The contract has also burnt a significant amount of red tape in GPs’ surgeries by transferring £290m from box-ticking to essential services. Jeremy Hunt and the BMA believe that it’s important to maximise GPs’ time and resources for the benefit of patients rather than bureaucrats; no longer will have you to answer questions about alcohol intake and erectile dysfunction unless they are relevant.

Hunt, who has been a ubiquitous presence across the airwaves this morning, says that the contract will go some way to relieving pressure on A&E departments by reducing admissions. Hunt shares the view of NHS Medical Director Sir Bruce Keogh that patients return to A&E because there is inadequate care in communities. The departmental press release on the new contract notes: ‘Out of five million emergency admissions last year, one third were people over 75, and more than one million could have been avoided.’ This is why the new contract has been limited to the most vulnerable people in society.

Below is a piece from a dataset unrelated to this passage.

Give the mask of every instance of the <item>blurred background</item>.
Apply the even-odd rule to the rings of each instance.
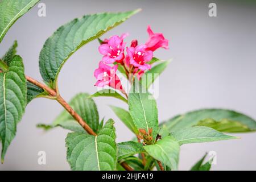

Labour’s Andy Burnham welcomes the reforms but warns that the government must go further. He said, ‘This announcement will not put an end to patients phoning the surgery at 9am and finding it impossible to get an appointment – many of whom, not happy with a phone consultation, will still turn to A&E.’ Burnham has reiterated his opinion that the pressure on the health service will not ease until social care and health care have been integrated.

The BMA, which is not given to lending its support this government, is providing mixed messages about a contract that it has negotiated. There is disagreement within the organisation about the effect of the 2004 GPs’ contract, which Mr Hunt believes to be responsible for many of the NHS’s present difficulties. Dr Chaand Nagpaul, Chairman of the BMA’s GP committee, has said:

‘The 2004 contract brought unprecedented bureaucracy and chasing of targets and box-ticking. We have removed a swathe of targets: what this is doing is giving GPs time – time to care. Doctors will be able to look at the patient in front of them, not the computer screen.’    

Meanwhile, Dr Richard Vautrey, deputy chair of the British Medical Association’s GP committee, said: ‘There’s no link between contract changes in 2004 and what we now see in A&E… The reality is that the changes happened in the last few years with the most significant concerns to practices relating to recent contracts.’

Both men’s statements are, of course, true. There is little doubt that the Lansley reforms deepened pre-existing concerns about red tape in the NHS following the 2004 contract. There are, however, no prizes for guessing which of these two men was quoted as the authority by the Today programme this morning.